It is a great pleasure to be here. I thank the Permanent Mission of Sweden for its initiative in hosting, and all of you for joining this event.
Delivering justice through the rule of law is at the foundation of all our work at the UN. The rule of law is fundamental to maintaining a lasting peace. It is of central importance to fair and sustainable development. And it makes rights enforceable in practice.
Let me make this more concrete. An effective criminal justice system reduces violence. Enforceable contracts and fair labour regulations support inclusive growth. A just constitution promotes equality. Independent judges can hold state institutions to account and protect our rights. In contrast, injustice and human rights violations create conditions that hamper development. Transitional justice is crucial for societies to address the root causes that contribute to societal upheavals.
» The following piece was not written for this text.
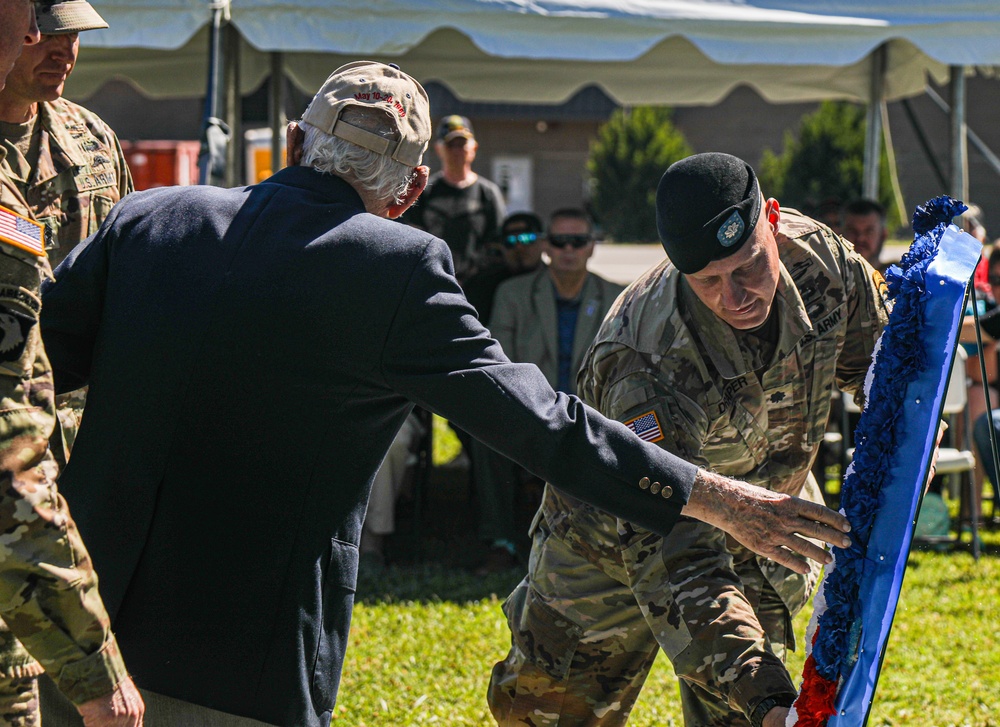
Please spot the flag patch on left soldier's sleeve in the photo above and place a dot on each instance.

Tunisia is a powerful case in point. As noted in the most recent report of the Special Rapporteur on the promotion of truth, justice, reparation and guarantees of non-recurrence, rapid MDG progress failed to predict widespread popular discontent. We see again that economic growth alone is not an adequate measure of development. The rule of law and human rights matter as well. Justice, security and development cannot be promoted in isolation from or at the expense of the other.
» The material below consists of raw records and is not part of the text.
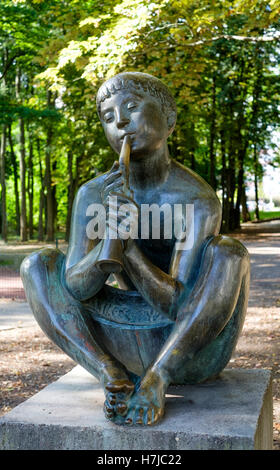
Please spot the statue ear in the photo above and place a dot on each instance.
(171, 120)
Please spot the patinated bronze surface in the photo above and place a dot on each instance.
(177, 313)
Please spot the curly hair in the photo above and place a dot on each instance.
(140, 83)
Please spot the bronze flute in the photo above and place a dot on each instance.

Last month, at the Security Council’s debate on women, the rule of law and transitional justice in conflict-affected situations, the connection between justice, peace and development was once again strongly felt.
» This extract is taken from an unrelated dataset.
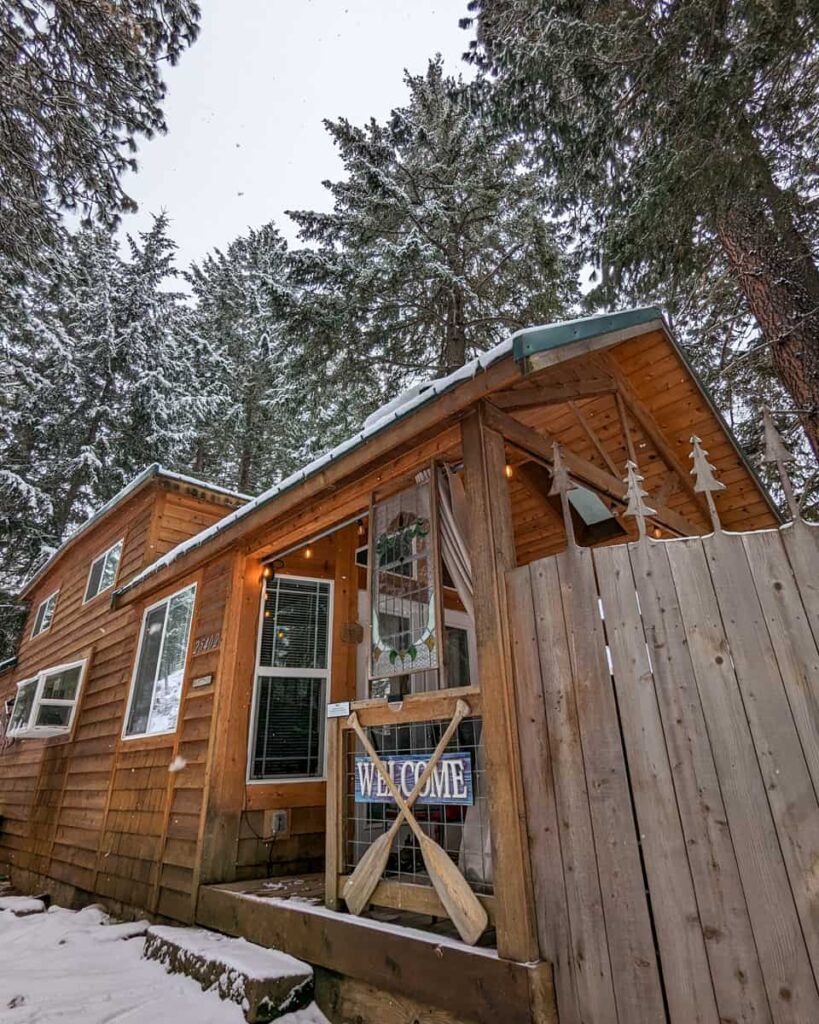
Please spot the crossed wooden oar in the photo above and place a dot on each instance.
(460, 902)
The Council adopted a resolution that reiterated the importance of women’s participation in shaping transitional justice as well as their access to measures that address the full range of human rights violations. There is much that we can and must do to ensure the inclusion of the voices, interests and concerns of women.
The rule of law is not an abstract concept to me. In Sweden, as our hosts can affirm, institutions were strengthened through the rule of law. This earned them public trust and allowed them to become an anchor for the country’s development.
In September of last year, all 193 United Nations Member States endorsed this same idea: that the rule of law and development are mutually reinforcing. The Declaration adopted at their high-level meeting affirmed that this interrelationship should be considered in the post-2015 development agenda.
Discussions on this agenda are well under way. There is already a broad consensus that it must be ambitious and inspirational, with sustainable development at its core and the eradication of poverty as its top priority. But poverty will not be alleviated without justice. The rule of law should have its place in this new agenda.
That is why the Secretary-General’s recent report, “A Life of Dignity for All,” stresses that lasting peace and sustainable development cannot be fully realized without respect for human rights and the rule of law.
Member States seem to agree. The Outcome Document adopted at last month’s Special Event of the General Assembly on the MDGs notably reaffirms "the importance of promoting human rights, good governance, the rule of law, transparency and accountability at all levels."
As requested by the General Assembly, the Secretary-General is now undertaking a wide process of consultations with many different stakeholders to explore the linkages between the rule of law, peace and security, human rights and development. I encourage you all to take part.
These efforts will continue to develop our understanding, and enable us to take a more comprehensive approach to the rule of law. Today’s discussion is another welcome contribution to this end.
Then we pay attention to justice and the rule of law, we get results across the international agenda and concrete effects on the lives of the people we are to serve.
I look forward to a fruitful discussion and thank you for inviting me.